Ekrem Kahraman, gerçeküstücü bir yaklaşımla evrenin varoluşu ve yok oluşu irdeleyen

bir yaklaşımı analiz etmeye çalışmaktadır. Metafizik anlamlar da yüklenen yapıtlarında insanların terk ettiği çorak toprak ve rüzgara tutulmuş taş, toprak, sonsuz gibi görülen ortam, resmin genel öğelerini oluşturmaktadır.

Kaya Özsezgin sanatçıyı şu sözlerle değerlendiriyor: Geniş gökyüzleri altında pamuk tarlalarının yer aldığı bu dönem çalışmaları, aynı kompozisyon şeması saklı tutularak, doğa görüntüsünün, soyut plastik elemanlarla derinliğe doğru çekildiği, imgesel bir espas dokusunun ön plana çıktığı daha fantastik resimler izlemiştir (Özsezgin, 1994:200).

Resim 55. Ekrem Kahraman, 70 x 90cm. 2005, Tuval Üzerine Yağlıboya.

İnsan figürünü anıtsal bir biçim anlayışı içinde vermeye çalışan Kemal İskender figürü biçimsel bir "nesne" olarak değil, fizyolojik, toplumsal ve psikolojik boyutu ile "insan" olarak ele almakta; gergin, dinamik bir yapılanma içinde hacim ve oluşumu ile organik bir mekan bağlamında betimlemektedir (Ersoy, 1998:144).
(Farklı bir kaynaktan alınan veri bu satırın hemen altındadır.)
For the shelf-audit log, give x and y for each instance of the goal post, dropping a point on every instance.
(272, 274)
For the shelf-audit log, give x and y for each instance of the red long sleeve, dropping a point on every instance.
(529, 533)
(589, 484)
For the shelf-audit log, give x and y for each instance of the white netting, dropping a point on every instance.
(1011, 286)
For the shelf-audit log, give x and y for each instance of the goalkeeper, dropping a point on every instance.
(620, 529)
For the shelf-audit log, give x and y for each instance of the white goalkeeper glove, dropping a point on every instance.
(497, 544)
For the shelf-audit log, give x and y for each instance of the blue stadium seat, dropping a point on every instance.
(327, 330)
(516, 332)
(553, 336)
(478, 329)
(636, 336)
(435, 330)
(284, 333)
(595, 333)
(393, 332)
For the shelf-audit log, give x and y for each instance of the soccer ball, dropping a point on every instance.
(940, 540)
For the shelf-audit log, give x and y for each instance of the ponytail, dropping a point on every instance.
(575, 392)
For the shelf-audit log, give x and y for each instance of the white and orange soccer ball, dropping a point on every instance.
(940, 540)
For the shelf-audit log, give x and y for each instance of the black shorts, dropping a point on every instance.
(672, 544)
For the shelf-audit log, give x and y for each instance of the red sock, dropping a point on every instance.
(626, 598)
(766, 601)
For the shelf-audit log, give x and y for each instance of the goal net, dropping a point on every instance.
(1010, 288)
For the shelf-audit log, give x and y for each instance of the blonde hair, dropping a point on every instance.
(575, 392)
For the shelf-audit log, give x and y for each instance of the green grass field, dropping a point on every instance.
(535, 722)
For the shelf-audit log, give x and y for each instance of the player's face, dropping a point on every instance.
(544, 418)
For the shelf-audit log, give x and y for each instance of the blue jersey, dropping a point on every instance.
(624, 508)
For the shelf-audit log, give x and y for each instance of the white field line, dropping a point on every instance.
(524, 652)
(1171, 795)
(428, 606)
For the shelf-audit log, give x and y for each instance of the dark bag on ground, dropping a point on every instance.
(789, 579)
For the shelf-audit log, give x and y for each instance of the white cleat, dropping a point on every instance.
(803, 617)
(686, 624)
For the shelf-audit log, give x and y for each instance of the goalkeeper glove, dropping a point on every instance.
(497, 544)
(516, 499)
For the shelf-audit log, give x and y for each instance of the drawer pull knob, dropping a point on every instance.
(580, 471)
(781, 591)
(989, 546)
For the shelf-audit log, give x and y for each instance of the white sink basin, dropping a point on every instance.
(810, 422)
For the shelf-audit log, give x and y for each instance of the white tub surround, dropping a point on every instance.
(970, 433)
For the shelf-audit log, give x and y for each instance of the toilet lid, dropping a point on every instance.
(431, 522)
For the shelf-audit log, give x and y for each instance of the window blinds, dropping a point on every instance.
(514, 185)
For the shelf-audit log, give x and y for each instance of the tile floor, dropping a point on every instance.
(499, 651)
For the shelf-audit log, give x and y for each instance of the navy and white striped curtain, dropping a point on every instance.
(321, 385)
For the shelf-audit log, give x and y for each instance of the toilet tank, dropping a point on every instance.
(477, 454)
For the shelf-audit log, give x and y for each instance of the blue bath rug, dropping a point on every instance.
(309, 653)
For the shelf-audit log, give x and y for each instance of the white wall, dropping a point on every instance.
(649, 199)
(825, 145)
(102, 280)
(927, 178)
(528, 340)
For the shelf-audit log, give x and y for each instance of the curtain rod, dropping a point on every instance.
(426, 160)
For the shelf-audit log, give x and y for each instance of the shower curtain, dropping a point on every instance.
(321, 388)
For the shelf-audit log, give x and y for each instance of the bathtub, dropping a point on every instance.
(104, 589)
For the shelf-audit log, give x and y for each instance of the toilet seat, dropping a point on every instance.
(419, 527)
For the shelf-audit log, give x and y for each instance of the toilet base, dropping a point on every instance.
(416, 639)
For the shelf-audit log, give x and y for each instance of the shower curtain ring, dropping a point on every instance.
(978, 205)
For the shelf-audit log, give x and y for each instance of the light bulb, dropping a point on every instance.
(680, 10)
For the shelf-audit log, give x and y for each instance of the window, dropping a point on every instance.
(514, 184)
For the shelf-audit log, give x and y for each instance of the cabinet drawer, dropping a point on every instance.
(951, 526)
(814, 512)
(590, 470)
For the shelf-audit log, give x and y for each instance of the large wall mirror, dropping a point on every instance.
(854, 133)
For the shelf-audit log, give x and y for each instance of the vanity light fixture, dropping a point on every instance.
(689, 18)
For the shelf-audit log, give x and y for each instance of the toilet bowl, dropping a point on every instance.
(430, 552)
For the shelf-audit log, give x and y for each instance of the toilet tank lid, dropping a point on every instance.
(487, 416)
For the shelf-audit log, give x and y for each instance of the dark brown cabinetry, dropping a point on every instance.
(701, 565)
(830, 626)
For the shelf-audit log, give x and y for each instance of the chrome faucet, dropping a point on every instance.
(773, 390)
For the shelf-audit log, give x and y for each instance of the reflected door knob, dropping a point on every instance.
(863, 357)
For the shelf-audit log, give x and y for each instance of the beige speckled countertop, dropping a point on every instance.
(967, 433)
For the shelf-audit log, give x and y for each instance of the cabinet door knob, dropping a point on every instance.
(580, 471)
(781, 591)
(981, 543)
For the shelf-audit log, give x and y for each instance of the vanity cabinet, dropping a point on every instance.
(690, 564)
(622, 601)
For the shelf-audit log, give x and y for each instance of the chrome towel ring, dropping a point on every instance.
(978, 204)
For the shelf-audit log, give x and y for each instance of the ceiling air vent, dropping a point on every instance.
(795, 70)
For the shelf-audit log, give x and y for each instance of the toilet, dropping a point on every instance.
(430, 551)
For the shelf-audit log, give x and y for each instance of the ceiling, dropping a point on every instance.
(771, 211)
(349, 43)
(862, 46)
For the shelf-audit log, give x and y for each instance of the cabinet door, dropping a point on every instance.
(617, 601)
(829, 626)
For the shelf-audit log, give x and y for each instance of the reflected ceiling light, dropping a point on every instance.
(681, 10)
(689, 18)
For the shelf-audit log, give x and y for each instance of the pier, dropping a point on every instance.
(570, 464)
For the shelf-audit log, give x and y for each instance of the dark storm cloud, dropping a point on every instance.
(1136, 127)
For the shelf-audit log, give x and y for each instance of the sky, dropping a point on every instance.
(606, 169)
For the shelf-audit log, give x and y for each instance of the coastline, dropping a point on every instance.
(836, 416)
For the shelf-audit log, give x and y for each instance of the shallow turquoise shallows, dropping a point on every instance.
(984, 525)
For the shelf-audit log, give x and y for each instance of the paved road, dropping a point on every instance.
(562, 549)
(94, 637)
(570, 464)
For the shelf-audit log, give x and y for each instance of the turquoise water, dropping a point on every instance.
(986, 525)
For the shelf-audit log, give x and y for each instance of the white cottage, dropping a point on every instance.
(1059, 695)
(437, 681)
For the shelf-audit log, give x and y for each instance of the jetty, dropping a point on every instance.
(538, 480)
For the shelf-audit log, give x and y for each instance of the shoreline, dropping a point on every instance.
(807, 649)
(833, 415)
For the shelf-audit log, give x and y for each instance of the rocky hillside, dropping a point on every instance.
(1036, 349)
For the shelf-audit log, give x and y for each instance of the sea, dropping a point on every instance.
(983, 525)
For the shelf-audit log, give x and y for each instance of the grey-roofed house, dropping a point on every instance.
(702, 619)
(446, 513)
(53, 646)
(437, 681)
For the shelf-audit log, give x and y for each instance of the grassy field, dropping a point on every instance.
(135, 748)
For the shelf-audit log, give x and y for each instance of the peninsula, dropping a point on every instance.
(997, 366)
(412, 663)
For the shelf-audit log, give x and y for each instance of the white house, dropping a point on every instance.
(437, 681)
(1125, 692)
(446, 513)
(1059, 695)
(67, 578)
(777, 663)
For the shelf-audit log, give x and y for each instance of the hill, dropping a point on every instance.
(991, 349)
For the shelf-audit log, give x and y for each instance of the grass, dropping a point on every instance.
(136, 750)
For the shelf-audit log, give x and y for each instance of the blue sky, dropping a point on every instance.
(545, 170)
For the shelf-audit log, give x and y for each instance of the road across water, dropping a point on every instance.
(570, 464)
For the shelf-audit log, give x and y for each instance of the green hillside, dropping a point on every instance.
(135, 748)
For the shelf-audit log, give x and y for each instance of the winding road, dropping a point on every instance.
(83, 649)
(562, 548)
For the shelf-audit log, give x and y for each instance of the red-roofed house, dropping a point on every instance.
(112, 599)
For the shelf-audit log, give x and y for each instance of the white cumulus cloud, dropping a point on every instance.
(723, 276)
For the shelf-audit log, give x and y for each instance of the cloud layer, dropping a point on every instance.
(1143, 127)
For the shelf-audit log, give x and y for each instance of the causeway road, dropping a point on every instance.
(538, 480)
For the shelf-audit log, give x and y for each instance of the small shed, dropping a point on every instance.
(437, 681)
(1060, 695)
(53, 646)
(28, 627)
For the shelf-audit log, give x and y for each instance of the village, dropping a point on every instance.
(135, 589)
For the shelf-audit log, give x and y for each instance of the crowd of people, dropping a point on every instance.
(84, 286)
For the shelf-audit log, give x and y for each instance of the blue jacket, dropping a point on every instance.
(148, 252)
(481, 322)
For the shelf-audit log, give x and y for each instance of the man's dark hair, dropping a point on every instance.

1992 yılında Ahmet Köksal, “Ressamlarımız gelecek mevsim neler hazırlıyor?” başlıklı yazısında sanatçımız kendini şöyle vurguluyor:

“Sanatçı bazı şeylere kafayı takan ve taktığı şeyler üzerinde de duran bir kimsedir. Sanatın bir kaynağı doğa, bir kaynağı sanat tarihi ise bir kaynağı da sanatçının kendisidir. Sanat tarihi söz konusu olduğunda iki yapıt özellikle etkili üzerimde. Bunlar Van Eyck'ın "Arnolfini'nin Evliliği" ile Velasquez'in "İnfanta Marguerita" adlı yapıtları. 1975'ten bu yana bu iki yapıtın sayısız "espri kopyası"nı yaptım ve hâlâ da yapıyorum. Kuşkusuz bu hep aynı şeyleri tekrarladığınız anlamına gelmez. Kendi sanat anlayışınız doğrultusunda yol aldığınız oranda bu espri kopyalarının ele alınışı da farklı sonuçlar veriyor; en realist uygulamalardan en soyut denemelere kadar” (Köksal, 1992:36)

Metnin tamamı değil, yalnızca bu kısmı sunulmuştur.